Data Acquisition
---

This notebook shows the functions used to collect and save data using the Twitter API v2. The [original notebook](./data_acquisition/2_data_acquisition.ipynb) that gathered the data is in the data acquisition folder. File paths have been altered for this notebook, but the reader will need to provide their own Twitter Developer bearer token.

Data are saved in the [raw_data](./raw_data/) directory.

### Import libraries

In [9]:
import pandas as pd
import numpy as np

# searching and interpreting
import requests
from IPython.display import clear_output
from time import sleep
import json

---
## Define functions for search

### format_twitter_search_parameters

The search request requires a search query as well as a list of parameters to request in the response. There are many choices for these parameters. The user planning to perform the search should [familiarize themselves with this Twitter API v2 page](https://developer.twitter.com/en/docs/twitter-api/tweets/lookup/introduction).

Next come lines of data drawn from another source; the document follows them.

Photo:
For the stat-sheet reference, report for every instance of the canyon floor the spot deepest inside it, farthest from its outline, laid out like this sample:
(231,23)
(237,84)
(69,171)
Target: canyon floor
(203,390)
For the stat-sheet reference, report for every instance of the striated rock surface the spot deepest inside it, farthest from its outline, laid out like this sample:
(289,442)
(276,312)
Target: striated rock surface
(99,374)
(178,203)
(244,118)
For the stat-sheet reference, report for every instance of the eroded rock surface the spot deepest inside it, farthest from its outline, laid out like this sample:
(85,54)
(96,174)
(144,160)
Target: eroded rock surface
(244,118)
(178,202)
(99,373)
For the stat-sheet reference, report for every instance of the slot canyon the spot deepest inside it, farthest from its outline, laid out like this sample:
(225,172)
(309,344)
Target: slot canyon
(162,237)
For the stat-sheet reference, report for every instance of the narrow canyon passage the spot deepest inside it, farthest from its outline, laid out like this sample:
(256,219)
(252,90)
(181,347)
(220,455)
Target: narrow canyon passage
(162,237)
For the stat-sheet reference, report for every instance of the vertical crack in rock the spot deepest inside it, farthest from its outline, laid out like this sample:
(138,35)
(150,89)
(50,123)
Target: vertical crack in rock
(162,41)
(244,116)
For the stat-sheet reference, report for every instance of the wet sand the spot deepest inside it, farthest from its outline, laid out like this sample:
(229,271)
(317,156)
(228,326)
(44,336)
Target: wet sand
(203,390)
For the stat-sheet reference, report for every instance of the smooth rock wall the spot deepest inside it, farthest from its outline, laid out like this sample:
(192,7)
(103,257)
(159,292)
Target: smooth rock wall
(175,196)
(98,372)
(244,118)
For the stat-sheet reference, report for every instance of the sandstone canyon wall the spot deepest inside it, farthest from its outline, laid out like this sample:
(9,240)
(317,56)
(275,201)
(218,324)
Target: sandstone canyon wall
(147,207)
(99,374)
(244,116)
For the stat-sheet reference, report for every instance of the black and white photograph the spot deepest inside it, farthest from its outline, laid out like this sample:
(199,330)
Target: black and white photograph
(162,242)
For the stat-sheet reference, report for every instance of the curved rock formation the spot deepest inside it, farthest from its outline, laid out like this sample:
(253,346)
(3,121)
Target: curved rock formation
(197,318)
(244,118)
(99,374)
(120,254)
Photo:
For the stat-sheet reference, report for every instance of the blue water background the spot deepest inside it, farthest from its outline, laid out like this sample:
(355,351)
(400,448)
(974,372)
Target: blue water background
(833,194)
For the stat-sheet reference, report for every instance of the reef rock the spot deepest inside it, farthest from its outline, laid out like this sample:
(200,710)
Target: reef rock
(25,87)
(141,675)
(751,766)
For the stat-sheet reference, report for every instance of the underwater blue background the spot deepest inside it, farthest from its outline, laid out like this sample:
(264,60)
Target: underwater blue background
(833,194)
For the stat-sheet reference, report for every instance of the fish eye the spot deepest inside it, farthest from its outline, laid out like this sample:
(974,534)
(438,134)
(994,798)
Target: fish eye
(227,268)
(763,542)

This function accepts a series of parameters and generates a string of the appropriate format for the search.

In [7]:
def format_twitter_search_parameters(tweet_fields = default_tweet_fields,
                                     user_fields = default_user_fields,
                                     max_results = 10,
                                     next_token = '',
                                     end_time = '',
                                     until_id = 0,
                                     since_id = 0
                                    ):
    #optionally search up to an end time
    if end_time != '':
        end_time_bit = '&end_time=' + end_time
    else:
        end_time_bit = end_time
    #optionally search after a previous search using its next_token value (from 'meta')
    if next_token != '':
        next_token_bit = '&next_token=' + next_token
    else:
        next_token_bit = next_token
    #optionally search only before a certain tweet id
    if until_id == 0:
        until_id_bit = ''
    else:
        until_id_bit = '&until_id=' + str(until_id)
    #optionally search only since a certain tweet id
    if since_id == 0:
        since_id_bit = ''
    else:
        since_id_bit = '&since_id=' + str(since_id)
    #assemble the string
    parameter_string = 'tweet.fields=' + ','.join(tweet_fields) + '&user.fields=' + ','.join(user_fields) + '&max_results='+ str(max_results)+ until_id_bit + since_id_bit + next_token_bit + end_time_bit
    return parameter_string



### replace_next_token

Twitter searches stop at 100 tweets maximum, and give a token to send with a following request to read the next page. This function rewrites a twitter search parameter string to include a token for the following page.

In [1]:
# takes a twitter search parameter string with a next_token bit on it, removes the token, and adds the new one.
# returns the new string
def replace_next_token(twitter_search_parameters, next_token):
    next_token_label = '&next_token='
    split_parameters = twitter_search_parameters.split(next_token_label)
    new_parameter_string = split_parameters[0] + next_token_label + str(next_token)
    return new_parameter_string

## search_twitter

This function searches Twitter for a query, interpreting the query identically to using the search bar on the main Twitter page.

In [2]:
key_file_path = '../APIKEYS/Twitter.txt'
bearer_token_file_path = '../APIKEYS/twitter_bearer_token.txt'
with open(bearer_token_file_path, 'r') as bearer_token_file:
    my_bearer_token = bearer_token_file.read()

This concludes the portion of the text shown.